Can you tell a story with just a visual — without words? Of course. I’ve written about visual storytelling in art frequently in this space. I’m not sure, though, if I’ve written about visual storytelling on video that attempts to tell a story without narration or dialogue.

Two bloggers have recently explored that question. In an entry on 10,000 Words, How to create video storytelling that actually tells a story, Mark S. Luckie presents three videos that, he says, “prove that you don’t have to have clip after clip of an interviewee of telling the story for you — sometimes the story just tells itself.”

 

Escape From Tomorrow (A Day In the Life With Nigel Sylvester) from 13thWitness™ on Vimeo.

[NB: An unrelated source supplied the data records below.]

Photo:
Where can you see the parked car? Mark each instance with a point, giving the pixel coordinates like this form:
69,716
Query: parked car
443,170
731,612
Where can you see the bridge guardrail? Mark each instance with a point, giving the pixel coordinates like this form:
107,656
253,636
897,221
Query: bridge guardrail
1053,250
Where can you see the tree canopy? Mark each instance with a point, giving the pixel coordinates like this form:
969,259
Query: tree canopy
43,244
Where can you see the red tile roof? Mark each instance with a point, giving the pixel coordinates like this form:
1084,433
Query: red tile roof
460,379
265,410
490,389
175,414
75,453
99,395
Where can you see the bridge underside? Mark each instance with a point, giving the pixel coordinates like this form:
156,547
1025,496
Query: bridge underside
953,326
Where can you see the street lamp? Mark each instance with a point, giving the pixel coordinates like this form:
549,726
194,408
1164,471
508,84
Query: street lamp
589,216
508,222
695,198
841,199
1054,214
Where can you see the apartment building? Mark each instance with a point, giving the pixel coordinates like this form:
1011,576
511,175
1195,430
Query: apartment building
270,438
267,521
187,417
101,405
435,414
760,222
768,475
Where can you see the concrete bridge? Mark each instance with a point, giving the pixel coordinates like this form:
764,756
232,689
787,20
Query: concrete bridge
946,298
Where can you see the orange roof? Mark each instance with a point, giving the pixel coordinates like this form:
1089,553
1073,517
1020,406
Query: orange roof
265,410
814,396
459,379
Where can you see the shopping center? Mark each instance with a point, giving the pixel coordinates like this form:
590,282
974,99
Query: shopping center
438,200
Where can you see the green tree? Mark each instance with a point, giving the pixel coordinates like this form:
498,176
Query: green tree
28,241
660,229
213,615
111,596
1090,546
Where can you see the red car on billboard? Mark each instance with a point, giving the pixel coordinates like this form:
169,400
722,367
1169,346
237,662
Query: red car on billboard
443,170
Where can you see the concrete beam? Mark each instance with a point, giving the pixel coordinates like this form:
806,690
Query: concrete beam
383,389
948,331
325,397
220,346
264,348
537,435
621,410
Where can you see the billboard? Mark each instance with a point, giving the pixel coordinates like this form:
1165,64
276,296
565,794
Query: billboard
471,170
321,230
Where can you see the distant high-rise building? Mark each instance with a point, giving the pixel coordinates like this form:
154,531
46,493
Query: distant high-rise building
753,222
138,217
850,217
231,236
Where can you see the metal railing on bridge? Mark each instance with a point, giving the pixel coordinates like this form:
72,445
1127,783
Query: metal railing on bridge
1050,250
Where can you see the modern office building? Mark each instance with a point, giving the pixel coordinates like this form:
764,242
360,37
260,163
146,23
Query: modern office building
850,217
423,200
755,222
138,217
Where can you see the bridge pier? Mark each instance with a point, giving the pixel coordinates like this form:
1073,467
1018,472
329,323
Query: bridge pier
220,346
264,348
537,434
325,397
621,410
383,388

Well, I’m sure it’s true that video stories can be told without narration or dialog, but I’m not sure Luckie’s examples truly reach the level of storytelling. The first two, Another night in Beijing and Escape from tomorrow, are more like slices of life than stories. Both have excellent background music, with the music in Escape from tomorrow especially well-synched to the action in the film. (Embedded above because it’s my favorite of the videos I looked at here.) The third,
PostSecret: Confessions on Life, Death and God
, is more of a person-on-the-street interview series in which subjects are asked to share their secrets. It’s tied to a site I’ve written about, PostSecret, “an ongoing community art project where people mail in their secrets anonymously on one side of a postcard.”

 

Story fares a bit better in the videos examined by Tom Kennedy on Kennedy | Multimedia. Kennedy notes that “visual storytelling can offer a complete narrative with music and images alone” and gives as examples four TV commercials, one of which has been removed from YouTube for terms-of-use violations. The first of these, an ad for a Volkswagen, and the last, an ad for Mini Cooper, decently tell stories. The third, an ad for Mexican beer, isn’t much of a story, in my opinion.

The line of inquiry is fascinating, though, and it makes me wonder what elements are required to create a video that offers a complete narrative with music and images alone, and what are some good examples of these?